Early modern liberalism, or “classical” liberalism, Jardine argues, combined a new sense of individual freedom to be secured by limited government and the free market with the remnants of a natural law ethic. This ethic encouraged thrift, rationality, and productivity – the classic Protestant work ethic. It was believed that a society of productive rational individuals trained in the habits of this ethic were necessary to build up wealth and create a peaceful and harmonious society. Far from being “neutral” about the good life, this early modern version of liberalism reflected in many ways the outlook of the rising merchant and manufacturing class. This version of liberalism was dominant up through the 19th century.
The next stage of liberalism is “reform” liberalism, or what we would identifiy as New Deal/Great Society liberalism. Liberals in this era no longer saw overweening government as the only, or chief, threat to individual freedom, but saw concentrations of corporate power along with economic deprivation and inequality as social ills that could only be remedied by using government to check the workings of the market. While giving rise to needed reforms, this version of liberalism expressed the outlook of a managerial or technocratic elite which saw social problems as tasks to be tackled by accredited experts working in the massive institutional beauracracies that dominated the middle part of the 20th century (big business, big government, big labor, etc.).

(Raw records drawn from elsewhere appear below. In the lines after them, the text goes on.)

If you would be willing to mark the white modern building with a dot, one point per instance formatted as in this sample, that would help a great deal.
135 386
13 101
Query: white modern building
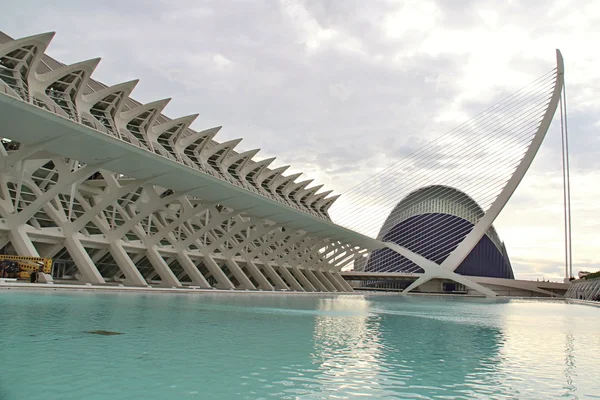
118 193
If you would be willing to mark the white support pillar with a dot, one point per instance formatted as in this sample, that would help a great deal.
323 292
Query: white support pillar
337 276
244 281
290 279
191 270
21 242
132 274
308 286
162 268
10 160
223 281
334 281
84 263
324 281
263 283
433 270
314 280
279 283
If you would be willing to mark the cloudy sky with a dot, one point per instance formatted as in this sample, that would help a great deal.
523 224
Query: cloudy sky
342 89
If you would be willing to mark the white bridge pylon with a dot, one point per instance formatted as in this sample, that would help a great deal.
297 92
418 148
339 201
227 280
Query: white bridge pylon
446 269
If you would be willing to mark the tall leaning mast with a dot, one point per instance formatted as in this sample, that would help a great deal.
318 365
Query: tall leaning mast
566 179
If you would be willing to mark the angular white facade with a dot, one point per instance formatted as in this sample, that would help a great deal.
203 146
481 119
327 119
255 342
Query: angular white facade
116 192
93 179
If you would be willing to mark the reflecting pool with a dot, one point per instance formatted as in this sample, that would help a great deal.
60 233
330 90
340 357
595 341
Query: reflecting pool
64 345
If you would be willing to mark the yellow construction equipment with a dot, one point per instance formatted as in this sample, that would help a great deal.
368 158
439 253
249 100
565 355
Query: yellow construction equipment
27 265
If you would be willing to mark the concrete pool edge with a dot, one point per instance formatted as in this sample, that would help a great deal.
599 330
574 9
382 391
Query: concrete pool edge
158 290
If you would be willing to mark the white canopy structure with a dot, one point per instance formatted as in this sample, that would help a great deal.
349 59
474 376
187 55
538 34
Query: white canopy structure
115 191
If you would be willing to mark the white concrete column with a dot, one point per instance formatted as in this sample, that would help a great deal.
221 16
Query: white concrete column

Finally, with the economic stagnation that appeared to face western nations at the end of the 1970s we see the rise of what Jardine calls “neoclassical” liberalism, or what I would call “libertarianism lite.” This differs from reform liberalism in wanting to set the market free as an engine of wealth creation, but also differs from classical liberalism in rejecting the old bourgeois ethic in favor of a more thoroughgoing subjectivism about values. Milton Friedman and F.A. Hayek were both subjectivists about value and denied that government could legitimately judge between the prefrences expressed by individuals or that the distribution of rewards in the market was a matter of justice. Essentially this is the “fiscally conservative, socially liberal” consensus that is more or less shared in varying degrees by the elites in both our parties.
In Jardine’s view, neoclassical liberalism shows the ultimate failure of liberalism in providing any kind of check on or direction for human creative capacities. As an objective moral order has receded, the market has taken over more areas of life to the point where the model of freely contracting individuals becomes normative for practically everything, including marriage, family, and community. The removal of restraints on the market has resulted in a culture of work and competitiveness that leaves little time or energy for pursuits outside the sphere of commerce.
The result is a consumer economy and a consumer culture characterized by the ethos of expressive or aesthetic individualism. The purpose of life becomes one of self-expression through consumption, cultivating a particular “lifestyle.” This is true for “high” culture as for “low.” Jardine points out that critiques of American “consumerism” often contrast it with the supposedly superior lifestyle enjoyed in Europe, but he points out that what we have there is just a different form of consumerism:
North American and western European socieities are in fact both consumer cultures; the patterns of consumption just differ slightly. North Americans tend to consume things: their homes are cluttered with electronic gadgets, and their garages are filled with gas-guzzling SUVs. Western Europeans, on the other hand, tend to consume experiences: they spend their money on expensive food and elaborate vacations. European consumerism may be, in some sense, slightly more sophisticated, but it is nevertheless consumerism. (p. 124)
The deepest problem with the consumer culture of late liberalism and the “postindustrial” economy is that it is unsustainable. The ruthless competitiveness of the market and the exhausting demands of the culture of work, combined with self-expressive individualism create social anomie and atomism. This in turn is a breeding ground for tyranny because atomized individuals are more easily controlled by governments (see, e.g. Robert Nisbet’s The Quest for Community) and a threat to the sheer physical perpetuation of society, since having children makes less sense in a consumerist society. Children threaten to become, at best, another consumer product. Add to this the possible ecological consequences of an ever-expanding consumer economy, and you have something that can’t, in Jardine’s view, go on.
The deep paradox of liberalism, then, is that, while it recognizes human creative potential, it both underestimates and and doesn’t know how to direct it. It underestimates in that it can’t see an alternative to the ever-expanding consumer economy as a way of meeting human needs. And its moral subjectivism disallows any judgment of value about the ends to which that creative capacity is put. The result is an ultimately unsustainable consumer culture.
In the next part Jardine goes on to articulate how Christianity can provide an alternative moral framework that holds out the hope of a better approach to human creativity.